16
votes

Does standard C++11 guarantee that memory_order_seq_cst prevents StoreLoad reordering around an atomic operation for non-atomic memory accesses?

As known, there are 6 std::memory_orders in C++11, and its specifies how regular, non-atomic memory accesses are to be ordered around an atomic operation - Working Draft, Standard for Programming Language C++ 2016-07-12: http://www.open-std.org/jtc1/sc22/wg21/docs/papers/2016/n4606.pdf

§ 29.3 Order and consistency

§ 29.3 / 1

The enumeration memory_order specifies the detailed regular (non-atomic) memory synchronization order as defined in 1.10 and may provide for operation ordering. Its enumerated values and their meanings are as follows:

Also known, that these 6 memory_orders prevent some of these reordering:

enter image description here

But, does memory_order_seq_cst prevent StoreLoad reordering around an atomic operation for regular, non-atomic memory accesses or only for other atomic with the same memory_order_seq_cst?

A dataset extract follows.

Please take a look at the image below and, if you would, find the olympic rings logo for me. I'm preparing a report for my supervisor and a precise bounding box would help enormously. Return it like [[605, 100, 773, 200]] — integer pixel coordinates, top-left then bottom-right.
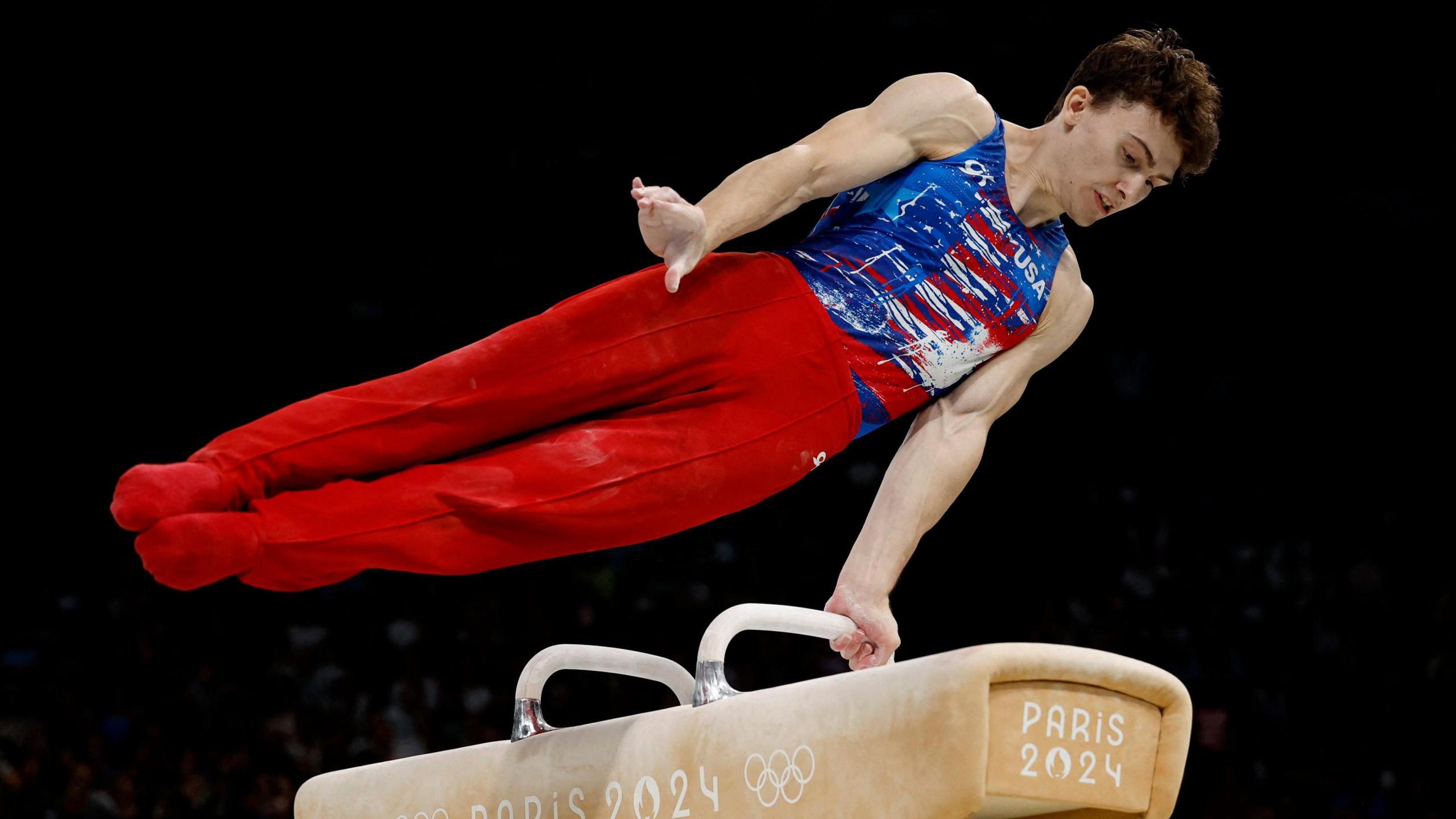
[[743, 744, 814, 808]]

I.e. to prevent this StoreLoad-reordering should we use std::memory_order_seq_cst for both STORE and LOAD, or only for one of it?

std::atomic<int> a, b;
b.store(1, std::memory_order_seq_cst); // Sequential Consistency
a.load(std::memory_order_seq_cst); // Sequential Consistency

About Acquire-Release semantic is all clear, it specifies exactly non-atomic memory-access reordering across atomic operations: http://en.cppreference.com/w/cpp/atomic/memory_order


To prevent StoreLoad-reordering we should use std::memory_order_seq_cst.

Two examples:

  1. std::memory_order_seq_cst for both STORE and LOAD: there is MFENCE

StoreLoad can't be reordered - GCC 6.1.0 x86_64: https://godbolt.org/g/mVZJs0

std::atomic<int> a, b;
b.store(1, std::memory_order_seq_cst); // can't be executed after LOAD
a.load(std::memory_order_seq_cst); // can't be executed before STORE
  1. std::memory_order_seq_cst for LOAD only: there isn't MFENCE

StoreLoad can be reordered - GCC 6.1.0 x86_64: https://godbolt.org/g/2NLy12

std::atomic<int> a, b;
b.store(1, std::memory_order_release); // can be executed after LOAD
a.load(std::memory_order_seq_cst); // can be executed before STORE

Also if C/C++-compiler used alternative mapping of C/C++11 to x86, which flushes the Store Buffer before the LOAD: MFENCE,MOV (from memory), so we must use std::memory_order_seq_cst for LOAD too: http://www.cl.cam.ac.uk/~pes20/cpp/cpp0xmappings.html As this example is discussed in another question as approach (3): Does it make any sense instruction LFENCE in processors x86/x86_64?

I.e. we should use std::memory_order_seq_cst for both STORE and LOAD to generate MFENCE guaranteed, that prevents StoreLoad reordering.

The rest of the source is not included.